A 72-year-old woman was brought to the emergency department by her family after experiencing a sudden episode of syncope. She reported a two-week history of exertional dyspnea and a non-productive cough. Her medical history included hypertension, which was managed with oral antihypertensive medications, as well as pain and swelling in her right lower extremity three months prior. On physical examination, her vital signs were as follows: temperature 36.6 °C, pulse 116 beats per minute, respiratory rate 26 breaths per minute, and blood pressure 130/70 mmHg. She was alert, spoke fluently, and exhibited no signs of skin trauma, lower extremity swelling, or impaired limb movement.

Laboratory tests revealed an elevated D-dimer level of 4.82 mg/L FEU (reference value, <0.5), while Troponin I and NT-proBNP levels were within normal limits. Arterial blood gas analysis showed a pH of 7.365 (reference range, 7.35–7.45), PO2 of 42 mmHg (reference range, 80–100), PCO2 of 25.7 mmHg (reference range, 35–45), and SaO2 of 77% (reference range, 91.9–99.0). Electrocardiography revealed a complete right bundle branch block. Emergency pulmonary artery CTA demonstrated multiple filling defects in both pulmonary arteries (Fig. 1A, B), confirming the diagnosis of PE. In contrast, head CT showed no evidence of hemorrhage or infarction (Fig. 1C).

Figure 1.

Emergency pulmonary artery CTA in axial (A) and coronal (B) views revealed multiple filling defects in both pulmonary arteries (arrows), confirming the diagnosis of pulmonary embolism. (C) Initial emergency head CT showed no evidence of hemorrhage or infarction. (D) Repeat head CT revealed a large subdural hemorrhage (arrows) in the right frontotemporal-parietal-occipital region, with a significant midline shift (long arrow) and cerebral herniation.
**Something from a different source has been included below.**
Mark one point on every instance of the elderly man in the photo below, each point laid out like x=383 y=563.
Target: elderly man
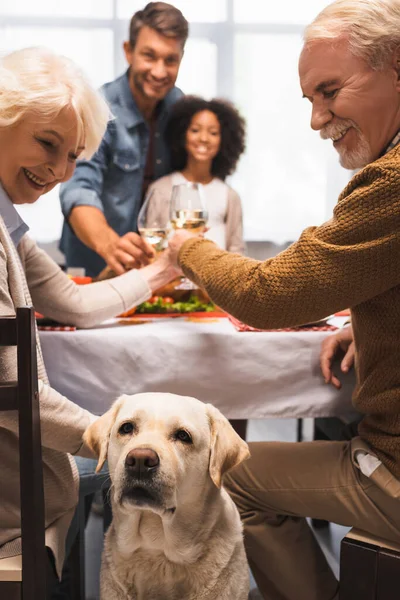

Further investigation after admission revealed a venous blood glucose level of 18.29 mmol/L (reference range, 3.9–6.1) and glucosuria (3+). Bedside venous ultrasound of the lower limbs showed a pulsatile spectrum in the common femoral vein. Cardiac ultrasound findings were consistent with moderate tricuspid regurgitation and suspected pulmonary hypertension. After ruling out contraindications, the patient was initiated on enoxaparin anticoagulation therapy. Fifteen hours later, she developed a headache that progressively worsened over the next three hours, accompanied by vomiting and loss of consciousness. A repeat cranial CT scan revealed an extensive subdural hemorrhage on the right side, accompanied by cerebral herniation (Fig. 1D). Despite undergoing emergency intracranial hematoma evacuation and decompression surgery, her condition deteriorated, and she passed away 43 h after the procedure.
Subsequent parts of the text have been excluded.